Showing posts with label DEPRESSION. Show all posts
Showing posts with label DEPRESSION. Show all posts

15/06/2008

there is something quite wrong upstairs now

08-06-08
I am in the ‘waiting room’. I feel disconnected from the usual things, estranged from the usual worldliness, now inspired by the leaving behind of those people that once seemed so glorious and fulfilling, the land that seemed so bewitching, enticing, glamour-drama.
I would want to be alone if that meant not being in confusion or anxiety, I would like to be solitary if that meant not having to fit in, I would like to be lost if that meant not having to conform and be disappointed.
I know that I am meant to be surrounded by all these people all the time and live in this world, live in this city, throw off the self-pity and acclaim the right to be who I am even if it is irregular, never before displayed around here, never before heard of in this place.
I dream about leaving and starting anew in a foreign place, in a far wilderness. Today these have been my thoughts, slowly gaining enthusiasm and sometimes contemplating the end; the termination.

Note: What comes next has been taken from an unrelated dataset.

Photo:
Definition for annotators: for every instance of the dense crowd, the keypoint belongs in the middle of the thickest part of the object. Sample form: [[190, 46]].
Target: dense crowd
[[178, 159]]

God though gives me determination; I read the bible and prayed. I know that even a wretch like me can be saved.
Dad called me this morning with encouragement, it helped because I was feeling guilty and shamed.
I still have very dark, hopeless thoughts about myself and my future, so insecure at times. I desire to be the same, I desire to be heterosexual, I desire to be loved, I desire to be secure but these things are keeping me down.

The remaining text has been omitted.